In most instances, successful completion of an IRC Section 1031 tax-deferred exchange requires the use of a Qualified Intermediary (QI). An experienced QI can significantly reduce the complexity of an exchange by assuring the proper execution of required documentation. More importantly, since the QI industry is not regulated nationally, the careful selection of a QI is critical to ensure the security of funds.
Perhaps as a result of the stressed economy, the QI industry has recently experienced several situations where a QI has not been able to produce exchange proceeds in a timely manner for its clients to purchase replacement property. Problems have ranged from QI liquidity issues to outright fraud and loss of exchange proceeds.
The QI's involved with these problems have shared several characteristics:
*The QI commingled their clients' exchange funds;
*The QI had full control over their clients' exchange funds;
*The QI invested clients' exchange funds in illiquid, high risk investments; and
*The QI had not been regulated in any way.
Most of these issues can be avoided by following best practices established by the Federation of Exchange Accommodators (FEA).

Federation of Exchange
Accommodators Requirements
The FEA code of ethics requires, among other things, that "Every Exchange Accommodator shall have the responsibility to act as a custodian for all exchange funds, being money, property, other consideration or instruments received by the Exchange Accommodator from or on behalf of the client, except funds received as the Exchange Accommodator's compensation.
Every Exchange Accommodator shall invest exchange funds in investments which meet the "Prudent Investor Standard" and satisfy investment goals of liquidity and preservation of principal. For purposes of this section, the "Prudent Investor Standard" shall be violated if:
*Exchange funds are knowingly commingled by the Exchange Accommodator with the operating accounts of the Exchange Accommodator; or
*Exchange funds are loaned or otherwise transferred to any person or entity affiliated with or related to the Exchange Accommodator except that this subsection shall not apply to a transfer or loan made to a financial institution which is the parent of or related to the Exchange Accommodator or to a transfer from an Exchange Accommodator to an EAT as required under the exchange contract; or
*Exchange funds are invested in a manner that does not provide sufficient liquidity to meet the Exchange Accommodator's contractual obligations to its clients and does not preserve the principal of the exchange funds.
Choosing the right
Qualified Intermediary
Choosing the right Qualified Intermediary (QI) to handle your exchange is probably the most important part of the exchange process. The QI should have demonstrable experience, expertise and references.
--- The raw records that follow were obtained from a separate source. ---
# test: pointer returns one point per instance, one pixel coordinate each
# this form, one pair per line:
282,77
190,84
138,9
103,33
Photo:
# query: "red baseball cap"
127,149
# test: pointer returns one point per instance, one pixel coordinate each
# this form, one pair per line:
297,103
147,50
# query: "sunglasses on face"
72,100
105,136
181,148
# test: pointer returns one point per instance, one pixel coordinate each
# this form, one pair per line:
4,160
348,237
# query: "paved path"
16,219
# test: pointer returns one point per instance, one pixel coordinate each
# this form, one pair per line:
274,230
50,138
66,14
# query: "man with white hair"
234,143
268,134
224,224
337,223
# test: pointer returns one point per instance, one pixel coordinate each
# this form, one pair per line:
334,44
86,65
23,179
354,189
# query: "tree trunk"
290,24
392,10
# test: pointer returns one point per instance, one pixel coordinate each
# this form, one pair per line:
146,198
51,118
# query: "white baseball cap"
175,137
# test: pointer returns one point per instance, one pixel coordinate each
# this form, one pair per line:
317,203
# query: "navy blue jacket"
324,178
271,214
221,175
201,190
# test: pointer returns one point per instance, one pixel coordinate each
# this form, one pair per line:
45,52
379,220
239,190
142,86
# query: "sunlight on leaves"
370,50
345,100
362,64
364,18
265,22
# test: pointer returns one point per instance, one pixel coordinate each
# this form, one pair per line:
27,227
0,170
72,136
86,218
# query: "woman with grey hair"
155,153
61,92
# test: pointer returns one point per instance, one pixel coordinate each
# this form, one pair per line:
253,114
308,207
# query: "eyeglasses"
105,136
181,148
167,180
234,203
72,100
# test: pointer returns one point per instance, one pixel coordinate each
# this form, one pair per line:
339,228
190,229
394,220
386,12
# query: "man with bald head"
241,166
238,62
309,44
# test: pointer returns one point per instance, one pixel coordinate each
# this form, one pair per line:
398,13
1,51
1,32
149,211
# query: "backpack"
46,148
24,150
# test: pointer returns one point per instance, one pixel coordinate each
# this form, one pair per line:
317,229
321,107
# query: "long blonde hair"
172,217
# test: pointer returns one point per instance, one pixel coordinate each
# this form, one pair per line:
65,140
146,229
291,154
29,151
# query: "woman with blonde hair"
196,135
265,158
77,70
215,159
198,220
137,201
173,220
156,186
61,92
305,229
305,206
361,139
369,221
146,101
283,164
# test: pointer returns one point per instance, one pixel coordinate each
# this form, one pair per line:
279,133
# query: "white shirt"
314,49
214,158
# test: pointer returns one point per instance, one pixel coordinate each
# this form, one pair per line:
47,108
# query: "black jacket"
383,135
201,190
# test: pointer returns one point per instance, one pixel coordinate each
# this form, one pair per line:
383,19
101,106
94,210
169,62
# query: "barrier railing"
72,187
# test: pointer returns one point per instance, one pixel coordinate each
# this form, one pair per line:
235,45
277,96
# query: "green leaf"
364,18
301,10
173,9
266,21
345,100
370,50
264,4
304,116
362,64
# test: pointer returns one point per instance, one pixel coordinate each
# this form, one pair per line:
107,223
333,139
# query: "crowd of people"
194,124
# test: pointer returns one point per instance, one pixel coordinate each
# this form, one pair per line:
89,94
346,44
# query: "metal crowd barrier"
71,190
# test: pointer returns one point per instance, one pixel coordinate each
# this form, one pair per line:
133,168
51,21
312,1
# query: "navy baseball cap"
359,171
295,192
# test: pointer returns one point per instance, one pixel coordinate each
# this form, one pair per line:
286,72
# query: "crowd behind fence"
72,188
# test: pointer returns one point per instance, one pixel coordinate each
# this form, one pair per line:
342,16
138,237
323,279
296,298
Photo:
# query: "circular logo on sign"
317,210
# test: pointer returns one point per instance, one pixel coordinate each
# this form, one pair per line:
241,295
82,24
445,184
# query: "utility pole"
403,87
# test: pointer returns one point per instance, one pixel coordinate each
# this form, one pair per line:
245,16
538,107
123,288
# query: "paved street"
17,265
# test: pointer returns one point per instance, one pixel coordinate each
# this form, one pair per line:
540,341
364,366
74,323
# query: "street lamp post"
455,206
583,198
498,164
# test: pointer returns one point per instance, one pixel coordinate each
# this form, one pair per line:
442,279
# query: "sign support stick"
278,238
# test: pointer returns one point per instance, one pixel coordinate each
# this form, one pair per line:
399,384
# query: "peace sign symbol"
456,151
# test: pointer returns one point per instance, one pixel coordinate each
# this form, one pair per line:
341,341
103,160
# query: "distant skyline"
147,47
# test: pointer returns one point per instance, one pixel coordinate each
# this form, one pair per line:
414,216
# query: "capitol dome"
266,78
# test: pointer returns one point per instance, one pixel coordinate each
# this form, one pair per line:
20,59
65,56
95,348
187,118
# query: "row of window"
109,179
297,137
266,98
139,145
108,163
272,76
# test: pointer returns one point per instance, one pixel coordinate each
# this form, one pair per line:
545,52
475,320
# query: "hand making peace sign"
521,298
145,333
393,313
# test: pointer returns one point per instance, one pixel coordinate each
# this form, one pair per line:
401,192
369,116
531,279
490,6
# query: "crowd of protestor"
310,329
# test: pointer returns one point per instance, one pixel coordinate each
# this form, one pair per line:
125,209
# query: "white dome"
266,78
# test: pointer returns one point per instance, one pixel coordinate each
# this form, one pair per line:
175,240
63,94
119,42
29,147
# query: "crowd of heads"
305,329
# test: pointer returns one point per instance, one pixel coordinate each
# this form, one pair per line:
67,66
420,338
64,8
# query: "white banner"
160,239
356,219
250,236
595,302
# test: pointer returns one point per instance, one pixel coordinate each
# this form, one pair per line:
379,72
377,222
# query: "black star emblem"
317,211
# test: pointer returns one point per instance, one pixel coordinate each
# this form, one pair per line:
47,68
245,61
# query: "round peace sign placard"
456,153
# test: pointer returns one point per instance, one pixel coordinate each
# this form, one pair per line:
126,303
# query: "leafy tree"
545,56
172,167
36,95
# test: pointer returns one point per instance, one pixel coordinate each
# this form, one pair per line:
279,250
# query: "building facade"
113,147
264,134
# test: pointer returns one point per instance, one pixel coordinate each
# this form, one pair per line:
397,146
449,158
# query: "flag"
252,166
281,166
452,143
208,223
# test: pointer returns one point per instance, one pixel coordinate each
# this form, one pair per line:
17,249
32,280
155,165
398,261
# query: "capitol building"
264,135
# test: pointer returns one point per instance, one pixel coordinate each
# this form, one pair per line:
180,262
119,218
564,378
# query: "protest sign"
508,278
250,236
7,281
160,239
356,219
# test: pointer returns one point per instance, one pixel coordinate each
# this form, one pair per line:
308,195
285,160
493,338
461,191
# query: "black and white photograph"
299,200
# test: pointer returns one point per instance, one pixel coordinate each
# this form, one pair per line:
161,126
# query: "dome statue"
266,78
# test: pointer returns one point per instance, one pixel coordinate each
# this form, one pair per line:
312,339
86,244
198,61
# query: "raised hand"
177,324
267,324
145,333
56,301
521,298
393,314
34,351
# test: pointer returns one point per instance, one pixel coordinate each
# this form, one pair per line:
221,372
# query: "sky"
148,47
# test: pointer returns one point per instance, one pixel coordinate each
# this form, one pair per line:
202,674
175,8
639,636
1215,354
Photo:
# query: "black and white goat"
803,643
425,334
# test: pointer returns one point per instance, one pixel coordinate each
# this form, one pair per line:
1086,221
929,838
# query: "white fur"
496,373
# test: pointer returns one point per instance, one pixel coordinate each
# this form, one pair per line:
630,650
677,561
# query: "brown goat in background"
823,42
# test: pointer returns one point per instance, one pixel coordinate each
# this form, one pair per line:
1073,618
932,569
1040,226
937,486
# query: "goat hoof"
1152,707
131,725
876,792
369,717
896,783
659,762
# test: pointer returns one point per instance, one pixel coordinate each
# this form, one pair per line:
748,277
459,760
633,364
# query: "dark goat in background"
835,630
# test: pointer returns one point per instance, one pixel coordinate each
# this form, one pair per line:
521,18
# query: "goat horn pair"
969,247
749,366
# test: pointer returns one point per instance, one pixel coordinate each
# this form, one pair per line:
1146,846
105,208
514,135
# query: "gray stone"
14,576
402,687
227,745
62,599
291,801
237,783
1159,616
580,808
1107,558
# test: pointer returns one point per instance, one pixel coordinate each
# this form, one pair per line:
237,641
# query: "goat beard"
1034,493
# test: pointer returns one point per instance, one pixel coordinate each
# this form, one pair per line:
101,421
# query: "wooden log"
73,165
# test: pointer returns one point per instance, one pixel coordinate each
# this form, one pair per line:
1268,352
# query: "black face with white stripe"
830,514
Most importantly, the QI should have the following security controls in place:
*The QI should deposit all clients' exchange funds in a segregated client account or subaccount under the client's tax ID number and in the name of the client;
*Each segregated account should require dual signatures of the client and a representative of the QI for the financial institution to release funds;
*The QI should be a regulated financial institution or a subsidiary thereof; and
*Funds should be deposited on the books of a FDIC-insured bank as a demand deposit.

Tax deferral under section 1031 is a terrific investment tool that has been in place for a long time. These recent developments have not changed that. However, they remind us that ensuring the security of exchange funds is the most important aspect of any exchange.
Tom St. Jean is a managing director for Compass Exchange Advisors LLC, a subsidiary of Rockland Trust.